«Homme je suis et je crois que rien d’humain ne m’est étranger. » En citant Térence, Montaigne a relayé au seuil de la modernité le credo de tous les humanismes. Mais qu’en est-il aujourd’hui, alors que la pensée postmoderne dénonce l’excès d’optimisme de ce credo et sa facilité à se réclamer de l’universel – notamment en sa forme rationnelle ? Dans bien des cercles de pensée contemporains, c’est la pluralité, autant que la radicalité, des points de vue qui désormais donne le ton ; l’évidence première n’est plus celle de la familiarité possible avec l’autre homme, mais celle de l’extranéité, dans l’éclatement des références, rationnelles et autres, à travers l’espace et le temps.

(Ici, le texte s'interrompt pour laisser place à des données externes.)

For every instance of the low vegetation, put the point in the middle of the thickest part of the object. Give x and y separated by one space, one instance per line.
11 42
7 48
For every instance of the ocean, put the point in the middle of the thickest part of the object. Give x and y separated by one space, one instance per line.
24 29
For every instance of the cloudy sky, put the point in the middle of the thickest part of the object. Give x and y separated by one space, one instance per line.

À la suite du philosophe Jean-François Lyotard, ces milieux parlent volontiers de « la fin des grands récits », ces macro-intrigues, religieuses ou idéologiques, qui mettaient en perspective et rendaient intelligible l’histoire commune. En d’autres mots, l’humanisme a fait son temps : notre ère est celle de la réalité fragmentée, constituée d’« étrangetés » juxtaposées, de l’expérience morcelée du sujet et du monde dont Kafka et Pessoa ont été les prophètes littéraires.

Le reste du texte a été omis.